[luatex] asking for style/code critique
Werner LEMBERG
wl at gnu.org
Sun Dec 18 20:58:28 CET 2022
Folks,
attached is my first serious attempt to write a 'hyphenate' callback
(to be used for LilyPond's Texinfo documentation). It is actually my
first Lua program ever. Fortunately, initial tests indicate that it
works aas expected :-)
Please have a quick look and check whether you can see any big
problems – mainly stylewise (besides using two spaces for indentation
instead of three) but perhaps codewise, too.
Thanks in advance.
Werner
-------------- next part --------------
-- code.lua
--
-- Written 2022 by Werner Lemberg <wl at gnu.org>.
--
-- If the LilyPond documentation is compiled with LuaTeX (which is the
-- default), Texinfo's `@code` macro gets enhanced by this Lua code to
-- do the following things.
--
-- (0) For further analysis, break the argument to `@code` into words.
-- Words that already contain discretionaries and penalties (for
-- example, by inserting `@/` or `@-`) are ignored.
-- (1) Insert hyphenation points in camel-case words.
-- (2) Add possible line breaks after `-` and `_`.
-- (3) Avoid that single-character words at the start or the end of
-- the `@code` argument are positioned at the end or start of an
-- output line, respectively. A typical case with LilyPond code
-- is `@code{@{ ... @}}`.
--
-- There will be at least two characters at the start or the end of a
-- word before inserting a hyphenation point or a possible line break.
--
-- Note that this code only works if `@allowcodebreaks false` is set.
-- Some shorthands.
char_hyphen = 0x2d
umatch = unicode.utf8.match
uchar = unicode.utf8.char
DISC = node.id("disc")
GLUE = node.id("glue")
GLYPH = node.id("glyph")
HLIST = node.id("hlist")
PENALTY = node.id("penalty")
-- This value must be the same as set in `common-macros.itexi` (using
-- `\attribute`).
code_attribute = 200
typography = function(head)
local words = {}
local idx = 1
local word_start = 0
local word_end = 0
local word_len = 0
local prev_font = -1
local only_characters = true
-- Loop over all nodes to find start, end, and length of words, to
-- be stored in array `words`.
for n in node.traverse(head) do
local in_word = false
-- Handle only stuff in `@code`.
if node.has_attribute(n, code_attribute) then
-- Only characters typeset with same font are considered to be
-- in the same word.
if n.id == GLYPH and (prev_font == -1 or prev_font == n.font) then
in_word = true
end
-- We don't handle discretionaries and penalties outside of a
-- word.
if (n.id == DISC or n.id == PENALTY) and word_len > 0 then
in_word = true
only_characters = false
end
end
if in_word then
if word_len == 0 then
word_start = n
end
word_end = n
word_len = word_len + 1
if n.id == GLYPH then
prev_font = n.font
end
else
-- Ignore words that already contain discretionaries or
-- penalties.
if word_len > 0 and only_characters then
words[idx] = { word_start, word_end, word_len }
idx = idx + 1
end
only_characters = true
-- The current node might still start a new word.
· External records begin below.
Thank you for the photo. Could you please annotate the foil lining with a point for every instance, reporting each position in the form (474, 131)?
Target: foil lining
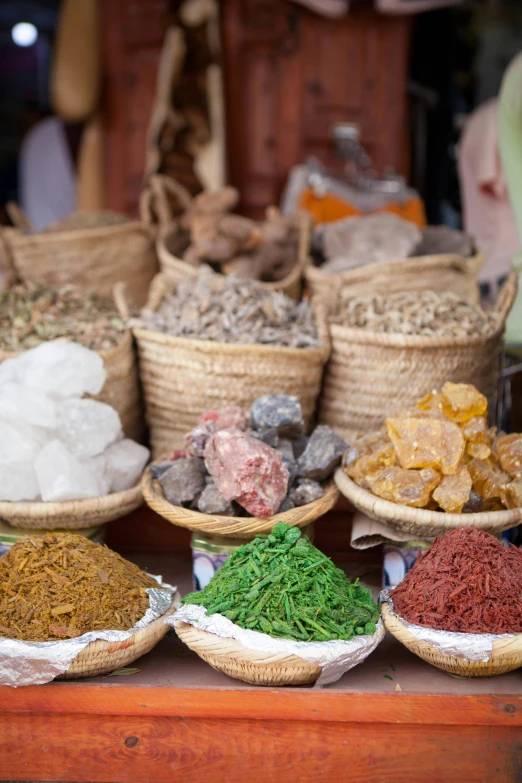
(35, 663)
(473, 647)
(335, 657)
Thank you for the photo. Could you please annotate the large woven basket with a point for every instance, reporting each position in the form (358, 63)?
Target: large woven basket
(231, 657)
(101, 657)
(506, 655)
(183, 377)
(168, 238)
(370, 376)
(236, 527)
(71, 514)
(444, 272)
(420, 522)
(94, 258)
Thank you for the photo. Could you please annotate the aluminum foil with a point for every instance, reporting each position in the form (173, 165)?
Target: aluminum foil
(473, 647)
(35, 663)
(335, 657)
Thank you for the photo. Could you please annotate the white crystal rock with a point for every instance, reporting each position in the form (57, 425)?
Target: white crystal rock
(125, 461)
(87, 427)
(20, 444)
(99, 469)
(18, 404)
(18, 482)
(59, 369)
(62, 477)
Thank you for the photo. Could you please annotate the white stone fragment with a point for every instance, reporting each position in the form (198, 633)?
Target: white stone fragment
(59, 369)
(125, 461)
(87, 427)
(62, 477)
(18, 404)
(18, 482)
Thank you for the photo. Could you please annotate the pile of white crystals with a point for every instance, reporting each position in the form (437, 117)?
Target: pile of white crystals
(54, 444)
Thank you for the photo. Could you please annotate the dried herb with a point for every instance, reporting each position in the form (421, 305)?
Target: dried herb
(233, 310)
(466, 581)
(283, 586)
(32, 314)
(62, 585)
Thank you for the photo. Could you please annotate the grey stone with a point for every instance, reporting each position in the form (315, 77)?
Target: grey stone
(182, 482)
(323, 453)
(281, 411)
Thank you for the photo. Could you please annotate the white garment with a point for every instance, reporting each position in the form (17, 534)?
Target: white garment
(47, 176)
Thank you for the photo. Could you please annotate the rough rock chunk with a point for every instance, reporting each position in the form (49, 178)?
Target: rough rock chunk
(306, 491)
(182, 482)
(323, 453)
(281, 411)
(248, 471)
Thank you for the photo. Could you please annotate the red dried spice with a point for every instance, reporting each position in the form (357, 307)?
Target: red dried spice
(466, 581)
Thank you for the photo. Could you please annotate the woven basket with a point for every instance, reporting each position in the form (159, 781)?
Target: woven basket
(183, 377)
(370, 376)
(506, 655)
(231, 657)
(101, 657)
(95, 258)
(236, 527)
(444, 272)
(71, 514)
(166, 241)
(420, 522)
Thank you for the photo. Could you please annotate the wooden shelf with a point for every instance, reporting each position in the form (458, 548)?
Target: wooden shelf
(178, 719)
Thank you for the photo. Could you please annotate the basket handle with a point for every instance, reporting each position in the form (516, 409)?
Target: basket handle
(507, 296)
(154, 199)
(19, 218)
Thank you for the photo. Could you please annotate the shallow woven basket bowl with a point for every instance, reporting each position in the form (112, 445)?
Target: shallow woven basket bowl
(420, 522)
(101, 657)
(506, 655)
(71, 514)
(443, 272)
(231, 657)
(182, 377)
(237, 527)
(371, 376)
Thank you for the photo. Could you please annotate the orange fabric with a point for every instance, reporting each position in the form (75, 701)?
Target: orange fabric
(330, 208)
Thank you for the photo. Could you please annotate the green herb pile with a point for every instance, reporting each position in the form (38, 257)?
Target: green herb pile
(283, 586)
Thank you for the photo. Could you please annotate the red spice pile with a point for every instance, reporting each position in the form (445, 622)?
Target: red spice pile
(466, 581)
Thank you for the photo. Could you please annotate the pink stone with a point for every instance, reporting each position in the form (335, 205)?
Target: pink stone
(248, 471)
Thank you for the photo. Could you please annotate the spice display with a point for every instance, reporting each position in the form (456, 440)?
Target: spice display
(55, 445)
(60, 586)
(231, 310)
(282, 585)
(424, 313)
(31, 314)
(442, 456)
(229, 469)
(467, 581)
(237, 245)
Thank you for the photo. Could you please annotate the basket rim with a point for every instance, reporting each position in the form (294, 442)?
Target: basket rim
(384, 510)
(40, 509)
(196, 520)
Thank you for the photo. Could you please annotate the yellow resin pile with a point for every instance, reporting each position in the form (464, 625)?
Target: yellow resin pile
(441, 455)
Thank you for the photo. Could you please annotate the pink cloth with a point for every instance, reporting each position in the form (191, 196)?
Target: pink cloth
(488, 216)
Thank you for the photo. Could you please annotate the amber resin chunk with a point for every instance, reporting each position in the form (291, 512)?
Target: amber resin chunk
(488, 480)
(478, 450)
(512, 494)
(426, 443)
(475, 430)
(461, 401)
(407, 487)
(452, 494)
(510, 454)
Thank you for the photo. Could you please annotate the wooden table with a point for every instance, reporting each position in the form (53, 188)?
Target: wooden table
(393, 719)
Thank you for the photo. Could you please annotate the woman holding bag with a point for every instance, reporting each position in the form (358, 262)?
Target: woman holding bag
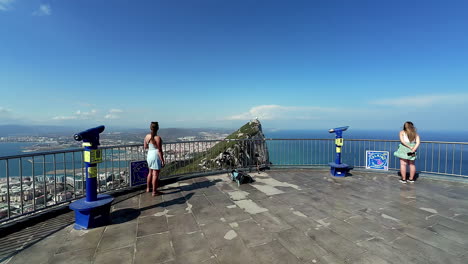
(155, 157)
(409, 143)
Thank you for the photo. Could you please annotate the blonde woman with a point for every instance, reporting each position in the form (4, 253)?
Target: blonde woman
(409, 144)
(155, 157)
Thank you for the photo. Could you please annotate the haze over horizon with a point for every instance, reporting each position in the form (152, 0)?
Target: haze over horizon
(190, 64)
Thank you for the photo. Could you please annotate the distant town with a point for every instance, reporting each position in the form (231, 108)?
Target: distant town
(57, 142)
(26, 193)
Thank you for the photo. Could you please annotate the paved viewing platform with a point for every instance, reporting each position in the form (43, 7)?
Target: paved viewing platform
(286, 216)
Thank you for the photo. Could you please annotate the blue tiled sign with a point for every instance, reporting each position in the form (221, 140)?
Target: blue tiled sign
(377, 160)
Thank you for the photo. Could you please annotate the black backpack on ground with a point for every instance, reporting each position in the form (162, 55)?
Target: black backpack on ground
(241, 177)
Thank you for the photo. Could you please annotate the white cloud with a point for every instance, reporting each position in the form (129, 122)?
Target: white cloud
(43, 10)
(5, 5)
(113, 114)
(79, 115)
(64, 117)
(4, 110)
(424, 100)
(278, 112)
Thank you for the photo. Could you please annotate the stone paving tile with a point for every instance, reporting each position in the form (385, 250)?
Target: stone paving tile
(219, 234)
(374, 228)
(293, 216)
(118, 236)
(42, 251)
(191, 242)
(300, 245)
(182, 223)
(235, 253)
(462, 218)
(270, 222)
(154, 249)
(81, 239)
(346, 230)
(274, 253)
(368, 258)
(120, 255)
(133, 202)
(150, 225)
(460, 236)
(204, 256)
(436, 240)
(425, 251)
(390, 253)
(74, 257)
(335, 243)
(251, 232)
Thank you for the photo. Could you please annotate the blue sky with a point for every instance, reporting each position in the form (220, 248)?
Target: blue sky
(198, 63)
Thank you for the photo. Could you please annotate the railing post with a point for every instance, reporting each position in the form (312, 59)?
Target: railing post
(94, 209)
(337, 168)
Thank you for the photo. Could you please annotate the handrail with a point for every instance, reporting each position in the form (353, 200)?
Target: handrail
(37, 181)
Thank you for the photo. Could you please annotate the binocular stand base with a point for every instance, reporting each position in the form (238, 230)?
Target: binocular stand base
(339, 170)
(92, 214)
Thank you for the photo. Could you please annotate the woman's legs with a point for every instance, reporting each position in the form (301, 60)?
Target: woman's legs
(155, 182)
(412, 169)
(148, 180)
(403, 164)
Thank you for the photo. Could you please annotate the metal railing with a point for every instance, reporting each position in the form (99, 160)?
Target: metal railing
(33, 182)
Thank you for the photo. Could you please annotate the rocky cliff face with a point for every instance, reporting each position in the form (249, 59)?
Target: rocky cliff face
(244, 148)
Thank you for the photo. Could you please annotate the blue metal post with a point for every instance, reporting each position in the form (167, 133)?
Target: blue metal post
(338, 152)
(93, 210)
(337, 168)
(91, 179)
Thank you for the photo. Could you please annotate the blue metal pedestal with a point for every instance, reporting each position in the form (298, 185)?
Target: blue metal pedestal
(92, 214)
(339, 170)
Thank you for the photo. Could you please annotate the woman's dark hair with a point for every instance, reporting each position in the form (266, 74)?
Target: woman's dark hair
(154, 131)
(410, 130)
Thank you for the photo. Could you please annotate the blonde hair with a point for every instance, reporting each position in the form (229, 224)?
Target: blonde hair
(410, 130)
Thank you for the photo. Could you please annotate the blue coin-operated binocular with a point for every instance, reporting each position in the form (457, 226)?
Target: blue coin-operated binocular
(91, 135)
(93, 210)
(337, 168)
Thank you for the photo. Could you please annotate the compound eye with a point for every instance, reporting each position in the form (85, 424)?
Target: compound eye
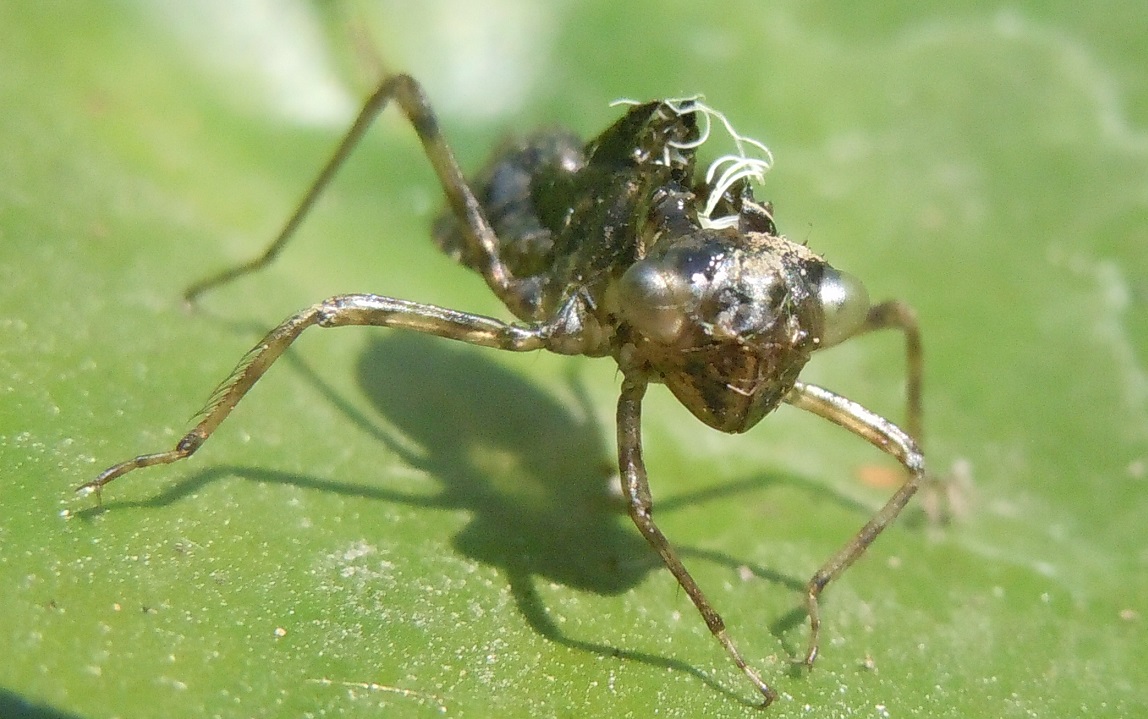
(653, 298)
(844, 306)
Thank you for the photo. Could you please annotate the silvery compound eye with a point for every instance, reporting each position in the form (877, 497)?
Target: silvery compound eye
(844, 306)
(659, 295)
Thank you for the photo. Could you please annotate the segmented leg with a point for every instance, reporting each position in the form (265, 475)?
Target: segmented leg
(641, 507)
(412, 101)
(354, 309)
(886, 437)
(896, 315)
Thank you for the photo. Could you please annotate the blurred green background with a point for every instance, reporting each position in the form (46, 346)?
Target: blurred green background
(398, 526)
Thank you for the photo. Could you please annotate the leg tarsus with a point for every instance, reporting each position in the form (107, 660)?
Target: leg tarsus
(641, 507)
(341, 310)
(886, 437)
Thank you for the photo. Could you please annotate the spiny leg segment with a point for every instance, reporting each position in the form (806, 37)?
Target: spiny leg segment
(884, 435)
(636, 487)
(341, 310)
(406, 92)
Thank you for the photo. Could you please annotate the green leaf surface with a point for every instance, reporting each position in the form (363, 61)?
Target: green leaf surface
(400, 526)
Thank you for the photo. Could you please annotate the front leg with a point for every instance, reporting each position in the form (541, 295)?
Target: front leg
(341, 310)
(636, 488)
(886, 437)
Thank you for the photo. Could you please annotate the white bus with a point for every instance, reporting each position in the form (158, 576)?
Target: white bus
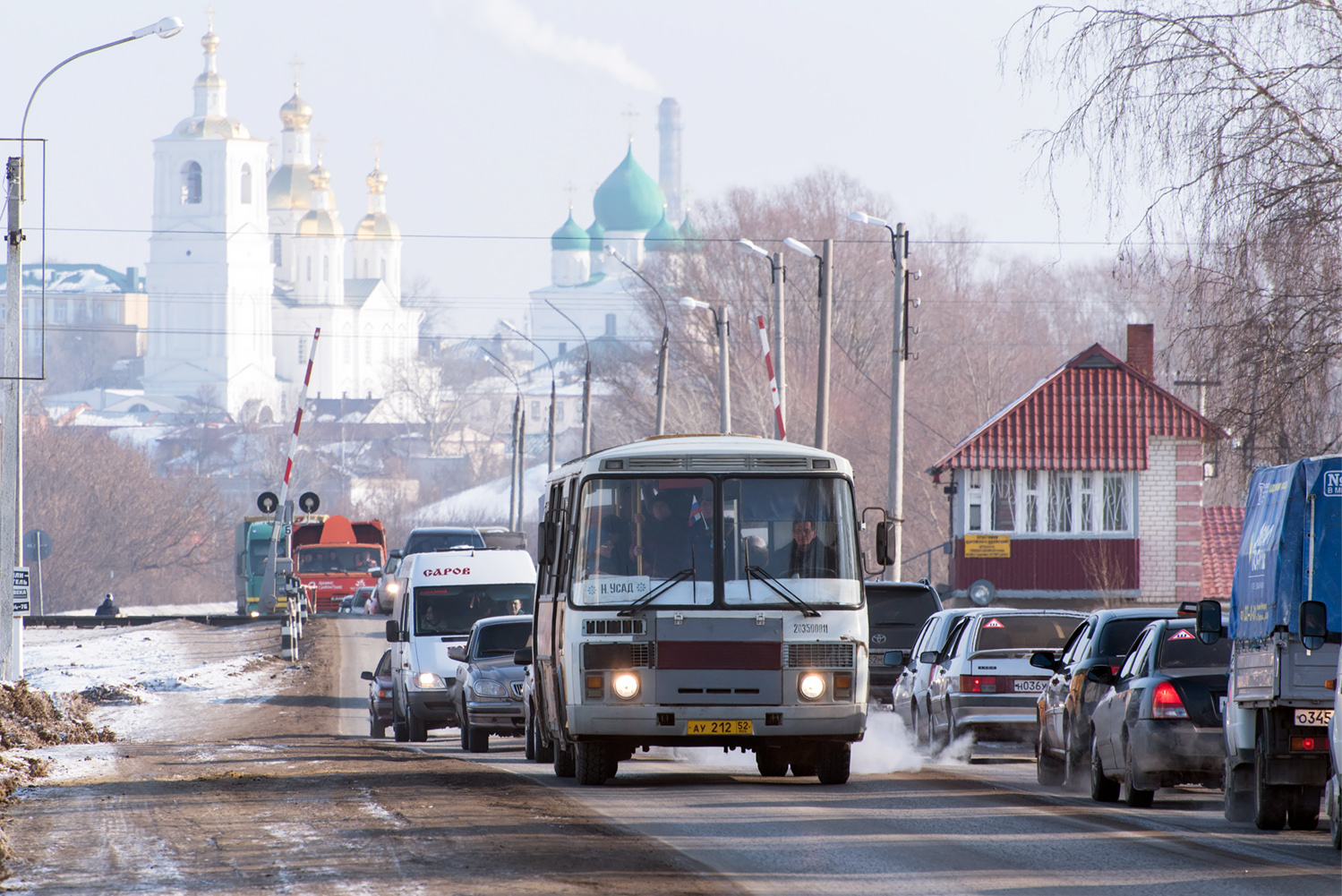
(699, 591)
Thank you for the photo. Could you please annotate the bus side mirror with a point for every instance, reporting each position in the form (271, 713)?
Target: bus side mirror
(545, 546)
(1314, 624)
(1208, 624)
(884, 546)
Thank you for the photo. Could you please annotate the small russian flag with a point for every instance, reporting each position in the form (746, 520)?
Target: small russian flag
(697, 513)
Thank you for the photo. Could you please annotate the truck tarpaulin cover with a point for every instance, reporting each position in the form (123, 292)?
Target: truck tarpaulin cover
(1271, 573)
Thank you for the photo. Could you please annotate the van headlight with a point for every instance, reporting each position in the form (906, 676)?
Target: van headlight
(626, 686)
(430, 680)
(489, 688)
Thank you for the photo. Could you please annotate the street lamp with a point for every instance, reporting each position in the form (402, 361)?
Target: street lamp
(900, 354)
(551, 363)
(586, 382)
(825, 293)
(722, 322)
(11, 467)
(514, 498)
(779, 277)
(666, 342)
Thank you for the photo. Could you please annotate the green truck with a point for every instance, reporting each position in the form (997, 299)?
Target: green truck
(252, 549)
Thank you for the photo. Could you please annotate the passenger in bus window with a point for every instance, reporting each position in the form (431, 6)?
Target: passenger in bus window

if node.has_attribute(n, code_attribute) and n.id == GLYPH then
in_word = true
word_start = n
word_end = n
word_len = 1
prev_font = n.font
else
word_len = 0
prev_font = -1
end
end
end
-- Now loop over all collected words.
for _, word in ipairs(words) do
word_start, word_end, word_len = table.unpack(word)
-- Check for `[<letter>_] [<letter>_] [-_] <letter> [<letter>_]`
-- and insert a penalty after `-` (or `_`) if we have a hit.
if word_len >= 5 then
local start = word_start
local len = word_len
while len >= 5 do
local c1 = start
local c2 = c1.next
local c3 = c2.next
local c4 = c3.next
local c5 = c4.next
if umatch(uchar(c1.char), "[%l%u_]")
and umatch(uchar(c2.char), "[%l%u_]")
and umatch(uchar(c3.char), "[_-]")
and umatch(uchar(c4.char), "[%l%u]")
and umatch(uchar(c5.char), "[%l%u_]") then
local pen = node.new(PENALTY)
pen.penalty = tex.hyphenpenalty
node.set_attribute(pen, code_attribute, 1)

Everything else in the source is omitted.